Tips to take injured wild birds under your wing
Animal lover Roger Gladwell made headlines earlier this month for rescuing an injured pelican, reminding us of the importance of being kind to animals.
He pulled over on the N7 when he saw the injured bird.
"The bird is very big and each time I tried to approach it, it would launch itself at me flapping its wings, poking with its huge jaws. It would try to attack me, snapping its jaws. A fellow came and tried to help me subdue it."
Gladwell said they tried to catch the bird, but it ran into the road, stopping traffic.
"Eventually a police van came and stopped along with a metro police car and helped to capture the bird. We used a rope, looped it around its neck.
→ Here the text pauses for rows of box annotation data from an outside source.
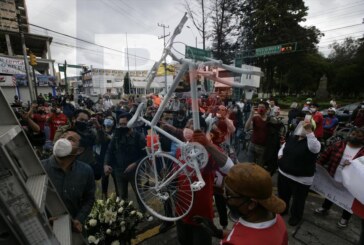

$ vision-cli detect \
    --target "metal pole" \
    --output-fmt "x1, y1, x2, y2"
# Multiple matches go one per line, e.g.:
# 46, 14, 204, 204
189, 64, 200, 130
32, 66, 38, 98
63, 60, 68, 94
15, 4, 35, 101
158, 24, 171, 94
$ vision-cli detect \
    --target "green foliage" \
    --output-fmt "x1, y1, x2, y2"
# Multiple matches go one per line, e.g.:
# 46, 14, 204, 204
328, 38, 364, 97
236, 0, 322, 91
210, 0, 237, 64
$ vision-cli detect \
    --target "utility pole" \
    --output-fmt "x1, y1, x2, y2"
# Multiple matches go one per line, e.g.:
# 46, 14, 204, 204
15, 1, 36, 102
158, 23, 171, 94
125, 33, 129, 72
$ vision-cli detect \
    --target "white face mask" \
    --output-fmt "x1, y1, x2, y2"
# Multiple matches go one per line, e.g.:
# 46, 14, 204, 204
53, 139, 72, 157
183, 128, 193, 141
293, 121, 306, 137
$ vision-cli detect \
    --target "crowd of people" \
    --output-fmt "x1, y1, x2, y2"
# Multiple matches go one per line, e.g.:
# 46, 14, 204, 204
12, 91, 364, 245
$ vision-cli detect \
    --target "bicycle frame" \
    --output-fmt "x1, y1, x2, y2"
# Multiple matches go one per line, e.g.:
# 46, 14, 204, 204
128, 13, 263, 191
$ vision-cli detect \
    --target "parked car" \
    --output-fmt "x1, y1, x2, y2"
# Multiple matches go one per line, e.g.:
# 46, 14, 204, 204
321, 102, 360, 122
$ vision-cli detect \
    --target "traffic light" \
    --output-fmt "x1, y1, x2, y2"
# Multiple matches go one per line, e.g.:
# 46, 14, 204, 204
29, 52, 37, 66
281, 43, 297, 53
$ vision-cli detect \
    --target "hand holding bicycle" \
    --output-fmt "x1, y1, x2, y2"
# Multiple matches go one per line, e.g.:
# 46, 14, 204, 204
193, 215, 224, 239
191, 130, 212, 146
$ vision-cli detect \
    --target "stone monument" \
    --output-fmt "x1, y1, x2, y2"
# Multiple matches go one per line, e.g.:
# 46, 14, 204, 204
316, 75, 329, 100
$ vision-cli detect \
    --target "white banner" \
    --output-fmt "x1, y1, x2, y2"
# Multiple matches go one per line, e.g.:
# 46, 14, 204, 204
0, 56, 25, 75
311, 165, 364, 218
0, 75, 16, 86
311, 165, 354, 213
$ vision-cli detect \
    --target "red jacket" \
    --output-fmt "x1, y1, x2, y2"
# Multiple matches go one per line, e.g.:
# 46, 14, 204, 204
312, 111, 324, 138
317, 141, 364, 177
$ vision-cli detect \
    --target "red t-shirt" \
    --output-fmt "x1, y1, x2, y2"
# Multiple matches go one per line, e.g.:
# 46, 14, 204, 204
176, 149, 218, 225
220, 214, 288, 245
312, 111, 324, 138
49, 113, 67, 141
251, 116, 268, 146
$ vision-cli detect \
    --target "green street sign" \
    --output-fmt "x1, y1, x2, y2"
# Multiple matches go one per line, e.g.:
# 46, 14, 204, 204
185, 45, 212, 61
235, 42, 297, 64
67, 65, 83, 69
255, 45, 282, 57
58, 65, 66, 72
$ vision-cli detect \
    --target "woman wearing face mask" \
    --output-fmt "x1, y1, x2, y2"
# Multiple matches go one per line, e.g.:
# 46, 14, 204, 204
94, 115, 117, 200
315, 128, 364, 229
209, 121, 229, 232
278, 116, 321, 226
194, 163, 288, 245
245, 101, 269, 166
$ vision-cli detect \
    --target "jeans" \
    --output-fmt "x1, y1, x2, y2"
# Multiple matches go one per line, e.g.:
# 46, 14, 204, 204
214, 193, 228, 227
358, 219, 364, 245
248, 143, 265, 167
177, 220, 212, 245
322, 199, 352, 220
114, 169, 146, 213
278, 173, 310, 220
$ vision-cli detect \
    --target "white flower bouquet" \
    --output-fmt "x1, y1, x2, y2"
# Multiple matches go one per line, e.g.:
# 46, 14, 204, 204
85, 194, 143, 245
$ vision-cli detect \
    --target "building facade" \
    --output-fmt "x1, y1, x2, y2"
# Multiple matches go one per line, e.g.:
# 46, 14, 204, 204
0, 0, 57, 102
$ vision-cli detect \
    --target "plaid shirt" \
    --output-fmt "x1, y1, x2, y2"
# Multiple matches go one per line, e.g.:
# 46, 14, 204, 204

A random woman came by and asked to take the bird home but we insisted it needed to be taken to Sanccob straight away."
The Southern African Foundation for the Conservation of Coastal Birds (Sanccob) Seabirds Rehabilitation Centre took the bird in and vet Meriza van den Berg said that the pelican had only sustained a minor injury to the leg during the incident.
“We did X-rays which showed that he did have an old fracture in a bone in his wing. Our tests show that he is in perfect shape to now be released into a marsh area nearby.”
Should you see a bird in distress, injured or in an unsafe environment, you can contact Sanccob on their 24-hour contact number and help will be sent. The organisation has a team of first responders trained to professionally handle wild birds all along the coast. When a call is made, the closest responder will be dispatched or a vehicle will be sent to take the bird to their facility.
Marine wildlife management programme co-ordinator, Two Oceans Aquarium Education Foundation, Brett Glasby, said: “We have a responsibility as humans to care for wild animals when they are in need”.
He said that every year pelicans migrate from the lands across the N7 and it isn't uncommon for wildlife to enter urban spaces, which causes conflict.
’’When you see an injured animal, please keep an eye on the animal until help arrives. This way, the rescue team can get it the help it needs, quickly.
“When you do see an animal in need, especially a wild animal, do not approach it as it’s in a state of panic or in pain. In this state, they’re dangerous and defensive. Alert law enforcement or local animal rescue teams and they will know best what to do.”